Ich bin überzeugt vom Mehrwert von 5G für die Schweiz. Mit Yposmed haben wir gezeigt, was für die Industrie möglich ist – weil eben der technologische Vorsprung spürbar ist. Dazu zählt für Ypsomed auch 5G. Darum ja: Technisch ist es eine tolle Leistung und ich bin sehr stolz auf meine Kolleginnen und Kollegen. Und nochmals ja: Natürlich würde ich lieber über technische Meilensteine sprechen. Aber diese Begeisterung für die Technik bringt uns nicht weiter, wenn sie bei Menschen Sorgen und Ängste auslöst. Wir müssen aufzeigen, dass es sich dabei um die Weiterentwicklung einer seit Jahrzehnten erforschten Technologie handelt und dass sich das Prinzip und die Exposition nicht verändert. Aber durch seine effiziente, intelligente Fähigkeit eröffnet sie gerade einem Forschungs- und Industriestandort wie der Schweiz viele Möglichkeiten.

Wie geht es weiter?

Wir hoffen auf eine Versachlichung der Diskussion – der bereits erwähnte Bericht des Bafu bietet eine Basis hierfür. Selbstkritisch muss ich eingestehen, dass die Promotion der Industrie weltweit, 5G wäre eine Revolution und nicht eine Evolution, nicht nur förderlich war. Wir bauen vorausschauend aus, wir halten uns an alle Regeln und wir nehmen Bedenken ernst. Heute lautet die Frage: Wieso baut ihr eigentlich? In wenigen Jahren wird sie lauten: Wann baut ihr endlich bei uns? Oder könnten Sie sich heute vorstellen, in Delémont oder Zürich Wiedikon keinen Empfang zu haben?

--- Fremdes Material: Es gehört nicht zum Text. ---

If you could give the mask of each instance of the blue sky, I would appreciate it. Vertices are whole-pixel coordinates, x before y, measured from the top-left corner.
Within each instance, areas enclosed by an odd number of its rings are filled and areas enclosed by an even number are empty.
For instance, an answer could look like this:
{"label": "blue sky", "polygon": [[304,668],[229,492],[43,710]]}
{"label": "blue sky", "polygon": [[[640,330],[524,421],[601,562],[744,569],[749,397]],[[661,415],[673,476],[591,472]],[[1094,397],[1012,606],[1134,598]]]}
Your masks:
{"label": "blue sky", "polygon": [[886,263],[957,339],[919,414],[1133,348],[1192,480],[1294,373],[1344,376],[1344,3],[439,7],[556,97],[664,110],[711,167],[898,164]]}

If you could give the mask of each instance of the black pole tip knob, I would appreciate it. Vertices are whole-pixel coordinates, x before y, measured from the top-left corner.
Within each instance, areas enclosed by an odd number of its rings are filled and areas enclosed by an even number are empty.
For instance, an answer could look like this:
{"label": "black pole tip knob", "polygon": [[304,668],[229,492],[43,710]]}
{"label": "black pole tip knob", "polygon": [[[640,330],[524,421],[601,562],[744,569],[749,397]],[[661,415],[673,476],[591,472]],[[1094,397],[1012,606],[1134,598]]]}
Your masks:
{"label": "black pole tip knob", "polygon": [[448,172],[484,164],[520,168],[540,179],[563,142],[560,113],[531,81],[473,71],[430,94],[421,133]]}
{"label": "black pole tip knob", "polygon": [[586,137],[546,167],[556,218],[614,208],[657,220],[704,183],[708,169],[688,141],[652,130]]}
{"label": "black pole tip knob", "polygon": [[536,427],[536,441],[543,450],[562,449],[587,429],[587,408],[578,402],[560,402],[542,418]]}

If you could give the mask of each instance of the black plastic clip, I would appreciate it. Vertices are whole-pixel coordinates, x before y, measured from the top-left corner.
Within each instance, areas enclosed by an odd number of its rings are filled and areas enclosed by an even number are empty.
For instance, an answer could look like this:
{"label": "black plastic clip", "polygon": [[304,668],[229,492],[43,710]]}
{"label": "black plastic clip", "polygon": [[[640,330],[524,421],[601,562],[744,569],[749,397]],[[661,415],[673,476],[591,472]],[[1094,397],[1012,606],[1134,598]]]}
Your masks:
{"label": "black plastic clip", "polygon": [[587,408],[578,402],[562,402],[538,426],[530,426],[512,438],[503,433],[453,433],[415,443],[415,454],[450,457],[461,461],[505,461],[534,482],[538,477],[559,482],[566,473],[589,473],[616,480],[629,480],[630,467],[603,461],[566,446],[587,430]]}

Kann es effektiv soweit kommen?

Ja, wenn die Angst siegt. Aber ich bin optimistisch. In ein paar Jahren wird jedem klar sein: 5G ist wie der Wechsel von der Glühbirne zur LED. Die LED ist etwas schwerer verständlich – aber sie ist die Antwort auf die Herausforderungen der Zukunft. Und genauso verhält es sich auch mit 5G.

Wer es genau wissen will

Die Basisversion nutzt seit längerem dem Mobilfunk zugewiesene Frequenzen (5G-wide), welche sukzessive für 5G genutzt werden. Diese ermöglichen die Abdeckung in die Fläche und bis zu 1Gbit/s Datendurchsatz. Dazu kommen die im Frühling dieses Jahres neu für den Mobilfunk erschlossene Frequenz (3,5 GHz), die zuvor für TV-Reportagen verwendet wurde. Diese braucht es für die Vollversion. Die ersten Geräte im Shop nutzen lediglich diese neue Frequenz. Sie sind mit 5G-fast gekennzeichnet. Neue Geräte, die sowohl die Basisversion als auch die Vollversion nutzen können, kommen im ersten Quartal 2020 auf den Markt.

 

Die neu erschlossene Frequenz bietet sehr hohe Kapazitäten und Geschwindigkeiten, aber kürzere Reichweiten. Insgesamt sind beide Ausprägungen von 5G effizienter als die Vorgängertechnologien, sowohl punkto Energieverbrauch als auch in der Nutzung von elektromagnetischen Feldern. Um alle Möglichkeiten von 5G zu nutzen, braucht es die Vollversion mit neuer Hardware (5G-fast). Einem schnelleren Ausbau der Vollversion stellt sich jedoch das einmalig strenge Umweltregime in der Schweiz entgegen.